Areas to investigate

Getting familiar with narratives in the media

One aspect of stock taking we would like to spend more time on is a basic understanding of ideas about pollinators that circulate in public media. Whether you look at scientific papers, traditional media, agricultural magazines, gardening blogs, industry statements or social media posts, they all present pollinators and issues associated with them in a particular light (e.g., impact of climate change on the movement of species; using commercially available bumblebee colonies; selecting prettiest and bee-friendly flowers; negligent impact of pesticides on insects when administered in the right way; complaints about a new way to manage green spaces in a local park). In these outlets actors, events, relationships, facts, causal relations, arguments are brought together to shape specific narratives. An obvious place to start is with media publications and here we focus only on media narrative analysis.

A narrative, in a most basic sense, is a particular representation of the world, its inhabitants and events. Narratives are everywhere, being part of texts, images, mundane objects, etc. Narratives articulate, for example, values, identities, visions, aspirations, promises, assumptions, ideals and beliefs. They foreground particular ways of seeing, understanding and interpreting the world, and therefore reflect the positions of their 'narrators'. Media narrative analysis helps with unpacking both the implicit assumptions about pollinators and the intentions of the narrators to present events and actions in a particular light. You will understand what is important to whom, why, based on what assumptions and claims. This is important because participatory processes are often about putting narratives in a constructive dialogue, which might include questioning their assumptions, reflecting on tensions between them, identifying points of contact, imagining the consequences of their promises and assumptions. Hence, by being aware of the dominant narratives you will enable participants to challenge them during the process, this way eventually expanding the terms of the debate.

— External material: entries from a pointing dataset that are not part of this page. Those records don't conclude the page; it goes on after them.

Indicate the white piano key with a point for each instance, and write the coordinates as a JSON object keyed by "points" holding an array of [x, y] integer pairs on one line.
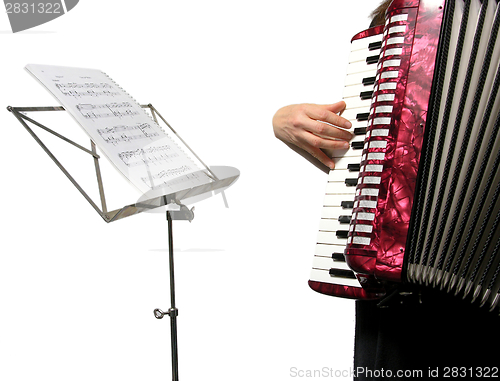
{"points": [[336, 189], [361, 55], [334, 212], [357, 240], [327, 250], [397, 29], [332, 225], [357, 78], [365, 42], [340, 175], [360, 67], [328, 263], [395, 40], [378, 143], [363, 228], [322, 275], [329, 238], [400, 17]]}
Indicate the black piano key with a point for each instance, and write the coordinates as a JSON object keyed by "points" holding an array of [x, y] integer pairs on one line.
{"points": [[341, 273], [344, 219], [364, 95], [368, 81], [362, 116], [338, 257], [358, 145], [353, 167], [375, 45], [347, 204], [351, 182], [342, 233]]}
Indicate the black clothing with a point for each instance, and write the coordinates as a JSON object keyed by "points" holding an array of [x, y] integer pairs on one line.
{"points": [[430, 332]]}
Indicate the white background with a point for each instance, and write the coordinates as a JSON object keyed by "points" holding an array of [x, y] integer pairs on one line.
{"points": [[77, 295]]}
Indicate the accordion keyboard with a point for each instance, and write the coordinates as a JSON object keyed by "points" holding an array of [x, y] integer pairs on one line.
{"points": [[329, 265]]}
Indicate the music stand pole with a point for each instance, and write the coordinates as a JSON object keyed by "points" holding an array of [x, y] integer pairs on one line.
{"points": [[182, 214]]}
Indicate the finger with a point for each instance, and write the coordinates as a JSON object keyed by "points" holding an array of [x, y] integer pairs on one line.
{"points": [[337, 108], [323, 114], [322, 157], [326, 130], [309, 140]]}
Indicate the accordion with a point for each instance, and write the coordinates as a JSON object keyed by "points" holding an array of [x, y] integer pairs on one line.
{"points": [[414, 200]]}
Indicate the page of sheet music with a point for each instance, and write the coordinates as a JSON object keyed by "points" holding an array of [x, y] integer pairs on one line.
{"points": [[122, 130]]}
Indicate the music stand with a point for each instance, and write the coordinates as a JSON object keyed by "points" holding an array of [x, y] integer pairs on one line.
{"points": [[173, 202]]}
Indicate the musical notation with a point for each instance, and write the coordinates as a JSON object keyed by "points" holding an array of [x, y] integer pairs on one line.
{"points": [[149, 156], [87, 89], [128, 136], [125, 133]]}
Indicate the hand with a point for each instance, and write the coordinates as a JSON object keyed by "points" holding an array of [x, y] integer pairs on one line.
{"points": [[313, 127]]}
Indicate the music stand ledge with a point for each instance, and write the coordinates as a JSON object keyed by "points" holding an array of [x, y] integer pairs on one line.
{"points": [[222, 177]]}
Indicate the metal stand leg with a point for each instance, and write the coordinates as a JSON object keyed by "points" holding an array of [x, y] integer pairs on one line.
{"points": [[173, 312]]}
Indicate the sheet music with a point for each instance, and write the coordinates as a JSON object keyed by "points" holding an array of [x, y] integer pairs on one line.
{"points": [[123, 131]]}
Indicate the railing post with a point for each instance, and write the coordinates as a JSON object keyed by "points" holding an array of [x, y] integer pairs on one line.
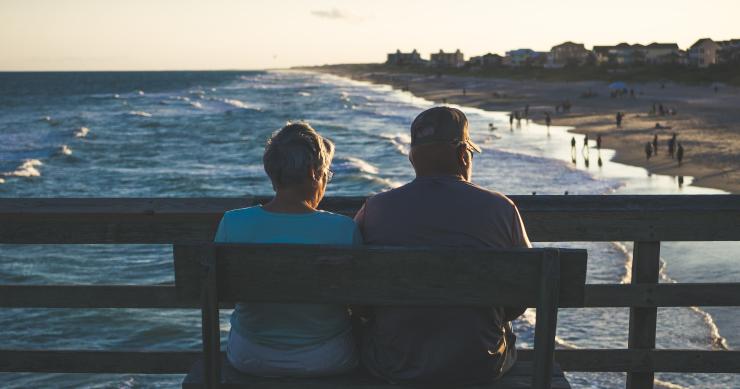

Narrative analysis is something that is ideally carried out by an expert that specialises this type of studies. But here are some initial considerations for you as an organiser:  

  • How does the narrative analysis connect to the purpose of your process? If you run a co-creation project for a local park, the purpose of narrative analysis will likely be to understand the concerns of different groups of citizens. If you run a deliberation process on the pesticides use in agriculture, you should carefully analyse stakeholders’ public communication campaigns to understand the way they strategically used narratives to push their respective agendas – and how this could have impacted the public debate.
  • Having determined the purpose, you should consider the scope of resources: Will you focus on general media or also include specialised media? If you will be including specific groups, like, e.g., farmers, then looking at agricultural magazines will be important. Will you look at national, local or international media? Even if you are doing a very local process, it is likely that people are exposed to national media as well. A comparison between the two levels might help to understand the local specificity. Will you look at digital or 'traditional' media? Plenty of local communication has moved online to places like social media groups. If you engage with elderly, on the other hand, they might be only exposed to print, TV or radio.
  • If the topic is very sensitive and you want to know exactly what kind of narratives are intentionally promoted, whether particular actors’ interests stand-out in the form of ‘assumptions’, or whether there are claims not backed-up by any type of evidence, you might need a more extensive study.